To execute a prompt against a configured Kusto table, run the container with your settings and credentials. The server will generate a Kusto query from your prompt and run it against the selected database, returning results in the requested format (JSON or CSV). Use the following command pattern as a starting point.
docker run
-i
--rm
-v "/path/to/settings.yaml:/app/settings.yaml" \
-e AZURE_OPENAI_KEY=YOUR_AZURE_OPENAI_KEY \
-e KUSTO_ACCESS_TOKEN=YOUR_KUSTO_ACCESS_TOKEN \
alexeyler/kusto-mcp-server
How to use a local development setup with VS Code (example)
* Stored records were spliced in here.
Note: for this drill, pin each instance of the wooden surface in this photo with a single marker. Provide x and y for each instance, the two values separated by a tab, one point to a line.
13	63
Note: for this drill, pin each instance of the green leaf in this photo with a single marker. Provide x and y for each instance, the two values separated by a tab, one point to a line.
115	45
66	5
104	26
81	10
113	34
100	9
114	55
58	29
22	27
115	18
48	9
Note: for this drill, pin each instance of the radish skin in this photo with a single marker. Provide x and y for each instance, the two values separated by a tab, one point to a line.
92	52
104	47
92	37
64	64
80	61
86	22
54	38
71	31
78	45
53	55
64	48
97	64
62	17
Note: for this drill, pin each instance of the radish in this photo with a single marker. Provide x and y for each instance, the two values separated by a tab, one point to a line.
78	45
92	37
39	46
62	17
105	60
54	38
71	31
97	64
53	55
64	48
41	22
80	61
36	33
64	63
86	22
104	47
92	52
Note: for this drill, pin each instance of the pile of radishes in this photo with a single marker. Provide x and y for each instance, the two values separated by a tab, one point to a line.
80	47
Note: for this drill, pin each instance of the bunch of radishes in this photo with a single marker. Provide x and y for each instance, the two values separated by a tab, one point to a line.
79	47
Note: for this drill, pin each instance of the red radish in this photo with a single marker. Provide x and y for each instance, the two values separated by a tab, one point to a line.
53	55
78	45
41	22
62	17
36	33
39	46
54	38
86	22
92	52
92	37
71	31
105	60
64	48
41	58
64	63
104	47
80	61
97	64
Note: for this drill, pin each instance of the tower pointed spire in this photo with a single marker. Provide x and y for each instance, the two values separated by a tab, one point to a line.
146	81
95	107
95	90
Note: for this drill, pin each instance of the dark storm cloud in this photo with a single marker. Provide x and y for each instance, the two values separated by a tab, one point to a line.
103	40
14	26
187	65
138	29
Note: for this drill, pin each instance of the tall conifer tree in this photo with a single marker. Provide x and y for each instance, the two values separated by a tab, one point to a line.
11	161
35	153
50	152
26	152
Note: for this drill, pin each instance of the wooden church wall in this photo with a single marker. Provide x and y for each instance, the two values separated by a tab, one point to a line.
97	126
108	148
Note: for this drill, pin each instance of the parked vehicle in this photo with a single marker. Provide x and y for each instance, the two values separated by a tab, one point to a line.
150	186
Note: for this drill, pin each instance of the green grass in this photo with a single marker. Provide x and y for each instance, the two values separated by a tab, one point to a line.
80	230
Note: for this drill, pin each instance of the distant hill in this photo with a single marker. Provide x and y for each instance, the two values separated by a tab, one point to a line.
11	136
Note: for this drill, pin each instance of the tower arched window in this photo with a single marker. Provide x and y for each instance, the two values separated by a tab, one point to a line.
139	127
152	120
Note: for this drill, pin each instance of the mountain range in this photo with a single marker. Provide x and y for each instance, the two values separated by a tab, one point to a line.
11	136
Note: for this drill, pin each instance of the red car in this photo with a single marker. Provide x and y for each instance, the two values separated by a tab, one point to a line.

If you are integrating with VS Code, you can pass the settings file and credentials through a run configuration. The example shows mounting the settings file and providing environment variables to Docker.
{
"inputs": [
{"type": "promptString", "id": "azure-open-ai-key", "description": "Enter your Azure OpenAI key", "password": true},
{"type": "promptString", "id": "kusto-token", "description": "Enter your Kusto token", "password": true}
],
"kusto": {
"type": "stdio",
"command": "docker",
"args": [
"run","-i","--rm",
"-v","/path/to/settings.yaml:/app/settings.yaml",
"-e","AZURE_OPENAI_KEY",
"-e","KUSTO_ACCESS_TOKEN",
"alexeyler/kusto-mcp-server"
],
"env": {
"AZURE_OPENAI_KEY": "${input:azure-open-ai-key}",
"KUSTO_ACCESS_TOKEN": "${input:kusto-token}"
}
}
}
How to install
Prerequisites: you need Docker installed on your machine. You will also prepare a settings.yaml file that configures the model, Kusto connections, and prompts.
- Build the MCP server image from the repository source.
docker build ./src/Server/Dockerfile src
-
Prepare your settings.yaml with your Kusto configurations and model credentials. See the configuration section for the structure and required fields.
-
Run the server using a container, mounting the settings file and passing your credentials as environment variables.
docker run
-i
--rm
-v "/path/to/settings.yaml:/app/settings.yaml" \
-e AZURE_OPENAI_KEY=YOUR_AZURE_OPENAI_KEY \
-e KUSTO_ACCESS_TOKEN=YOUR_KUSTO_ACCESS_TOKEN \
alexeyler/kusto-mcp-server
Configuration
Configure the server with a YAML file that defines the model connection to the Azure OpenAI endpoint and deployment, plus one or more Kusto configurations. Each Kusto entry describes the table, database, endpoint, and authentication method, along with the prompts used to craft queries.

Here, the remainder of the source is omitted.